Algae cultivation process
Similarly to plants, algae use sunlight for the process of photosynthesis. The microalgae convert sunlight into chemical energy. Using solvents or sound waves, scientists can breakdown the cell structure of the algae in order to extract oil. This oil is further processed at a biorefinery into biofuel. In the future, this process could be performed at a traditional oil refinery. According to the US department of energy, algae cultivation has the potential to produce up to 60 times more biofuel per acre than land-based plants such as sugar beet and sugar cane.
Methods of algae cultivation
Approximately 100,000 different strains of algae exist in saltwater, fresh water, and waste water. There are two main methods for the cultivation of algae:
Open ponds can form naturally(lakes, ponds and lagoons etc.) or artificially (man-made ponds and containers). Algae cultivation occurs in ponds known as raceways where algae, water, and nutrients navigate around a shallow water circuit that allows the sunlight to fully penetrate the algae. Closed ponds are a variation on open ponds where the raceway is cover by a greenhouse. This is a more efficient means of cultivation as CO2 is less likely to emit during the process. Spirulina is typically cultivated in a closed pond system.
Photobioreactors are closed equipment as opposed to a closed system. This is a controlled environment where algae grow more quickly than ponds as carbon dioxide, water supply, light, temperature levels are better controlled. Photobioreactors are more efficient in the use of space and in production levels, however, they are more expensive to install.

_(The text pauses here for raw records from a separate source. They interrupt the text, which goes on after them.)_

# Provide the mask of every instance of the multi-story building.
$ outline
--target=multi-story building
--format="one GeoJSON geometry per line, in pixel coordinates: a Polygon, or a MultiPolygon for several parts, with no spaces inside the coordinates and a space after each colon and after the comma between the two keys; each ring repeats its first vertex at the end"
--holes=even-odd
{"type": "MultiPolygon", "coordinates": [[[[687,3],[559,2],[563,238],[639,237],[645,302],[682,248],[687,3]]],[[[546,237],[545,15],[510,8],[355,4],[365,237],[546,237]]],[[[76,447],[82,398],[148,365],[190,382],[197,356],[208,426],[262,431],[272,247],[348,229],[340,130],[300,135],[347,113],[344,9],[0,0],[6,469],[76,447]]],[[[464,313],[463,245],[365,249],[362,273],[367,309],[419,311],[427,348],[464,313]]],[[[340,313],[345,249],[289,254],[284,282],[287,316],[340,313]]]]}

Pond Technologies (@Pond_Tech)
Pond Technologies are situated in Markham, Canada and as mentioned before are semi-finalists in the NRG COSIA Xprize competition. In association with Natural Resources Council (NRC) Canada, they have a pilot project in place at St Mary’s Cement an hour West of Markham where they use a photobioreactor on site. The Co2 generated at the cement plant is used as a ‘raw material’ for the photobioreactor. The photobioreactor is located in a covered room on site that uses flashing LED lights to mimic the day/night light cycles which facilitate the rapid growth of Algae. Such photobioreactors can be used at any heavy industry where smoke stacks are used such as Oil & Gas, aluminum smelters, power plants etc.
Aljadix based in Switzerland is also an NRG COSIA Xprixe semi-finalist.Their offering is a carbon negative biofuel made on a sea surface platform 200m long by 100m wide. It is an eco-friendly concept as no land of fresh water space is used. 1 km2 of microalgae of production can generate up to 10 million litres of biodiesel and 1,000 tonnes of an inert carbon hydochar per year, making it a carbon negative enteprise.
Although algae cultivation is in its relative infancy as a CCUS technology, it’s potential is very obvious for all to see. For example, if you can generate 60 times more biofuel per acre versus planted based biofuels then you stand to make a dramatic saving on land use overall. Also, the fact that algae cultivation can be carbon negative makes this process all the more enticing and you can construct a pond or photobioreactor on site at an oil refinery, thus saving on transportation costs relating to captured carbon. Algae cultivation is an exciting technology and one to watch.